Updating VBO bogging down system

I am creating a system with many individual elements. Like a ballpit, each element a full object that must be updated continuously as the system receives outside input.

I’m updating my VBO like so:


	public void updateData()
	{
		FloatBuffer vertices = BufferUtils.createFloatBuffer((4*this.getObjectCount()) * 7); //4 * 7
        IntBuffer elements = BufferUtils.createIntBuffer((2*this.getObjectCount()) * 3); //2 * 3
    	
    	for(int i = 0; i < this.getObjectCount(); i++)
        {
            vertices.put(this.getObject(i).getX()).put(this.getObject(i).getY()).put(rVal).put(gVal).put(bVal).put(this.getObject(i).getTCX1()).put(this.getObject(i).getTCY2());
            vertices.put(this.getObject(i).getX() + this.getObject(i).getCurrFrameWidth()).put(this.getObject(i).getY()).put(rVal).put(gVal).put(bVal).put(this.getObject(i).getTCX2()).put(this.getObject(i).getTCY2());
            vertices.put(this.getObject(i).getX() + this.getObject(i).getCurrFrameWidth()).put(this.getObject(i).getY() + this.getObject(i).getCurrFrameHeight()).put(rVal).put(gVal).put(bVal).put(this.getObject(i).getTCX2()).put(this.getObject(i).getTCY1());
            vertices.put(this.getObject(i).getX()).put(this.getObject(i).getY() + this.getObject(i).getCurrFrameHeight()).put(rVal).put(gVal).put(bVal).put(this.getObject(i).getTCX1()).put(this.getObject(i).getTCY1());            
                    
            elements.put((i*4) + 0).put((i*4) + 1).put((i*4) + 2);
            elements.put((i*4) + 2).put((i*4) + 3).put((i*4) + 0);
        }  
    	
        vertices.flip();
        elements.flip();
                
        vbo2.bind(GL_ARRAY_BUFFER);
        vbo2.updateData(GL_ARRAY_BUFFER, 0, vertices);
        vbo2.unbind(GL_ARRAY_BUFFER);
        
        ebo2.bind(GL_ELEMENT_ARRAY_BUFFER);
        ebo2.updateData(GL_ELEMENT_ARRAY_BUFFER, 0, elements);
        ebo2.unbind(GL_ELEMENT_ARRAY_BUFFER);
	}

[icode]those vertices are: X, Y, r, g, b, tex1, tex2[/icode]

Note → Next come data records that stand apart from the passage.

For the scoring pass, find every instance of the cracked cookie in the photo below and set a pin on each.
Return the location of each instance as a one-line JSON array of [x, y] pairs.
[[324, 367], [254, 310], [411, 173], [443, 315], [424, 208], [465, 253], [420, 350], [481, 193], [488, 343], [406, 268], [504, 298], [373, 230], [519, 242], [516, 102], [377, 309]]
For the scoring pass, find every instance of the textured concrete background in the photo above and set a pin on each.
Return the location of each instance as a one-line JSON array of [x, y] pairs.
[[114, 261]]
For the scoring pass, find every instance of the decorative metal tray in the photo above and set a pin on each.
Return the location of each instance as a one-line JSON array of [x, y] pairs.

If I do not update the VBO, the system runs at around my normal best framerate. If updating the VBO is allowed, at <300 objects it runs decently, but after 300-400 you start to feel it and the FPS is already dropping by 33%. What can I do to relieve this? Is updating the VBO likely the problem, or do you think this could indicate a problem elsewhere?

I thought VBOs had a max size or an optimal size, but I’m seeing mixed information, or maybe it has changed with new OpenGL.

I’ve read about double buffering, but I’m not sure it is right, and I was having trouble grasping how it would help this situation.

Might be because you are creating new Float Buffer and Int Buffer every time you update it. Instead maybe try to create each buffer once with a maximum capacity and then fill in as much data is required.

I changed it so they are cleared and reused. This may have improved it by a bit, but not enough. Thanks tho!

Are you using LWJGL and building your own framework? Probably need to see more code to figure out what’s going on.
And what’s up with vbo2.updateData() ? Looks like a draw call.

I’m rendering ~150-200 things and I’m still hitting 60 fps but I use a float array and put the whole thing into the Float Buffer instead of a bunch of put calls.

Maybe I’ll generate a bunch of objects and do a little testing to see if it tanks above 300.

Yes, LWJGL3. This VBO class is a modification of one I picked up, but it just makes the calls you know in a “cleaner” appearing fashion.

vbo.updateData():

 public void updateData(int target, int colCount, FloatBuffer elements)
    {
    	glBufferSubData(target, colCount, elements);
    }

From what you say, perhaps my problem is in how I manage my vertex information. Perhaps the computational weight is in the .put statements?

I’d like to show you more code, but I’m not sure how I could isolate the relevant portions for you. It’s part of a big system, but I run almost at 60fps as long as this update function is commented out. I’ll look into managing my information differently and see if I can pass in a complete array rather than doing the .put statements.

I suppose tho, if that doesn’t work and I should be able to do more than 300 objects happily, perhaps the information for the system is not being supplied fast enough for the VBO update and subsequent draw call. The link between updating the VBO and the draw call is what ends up being related to bogging the system down, so I’d think it has to be this theory if my vertices information management isn’t the problem.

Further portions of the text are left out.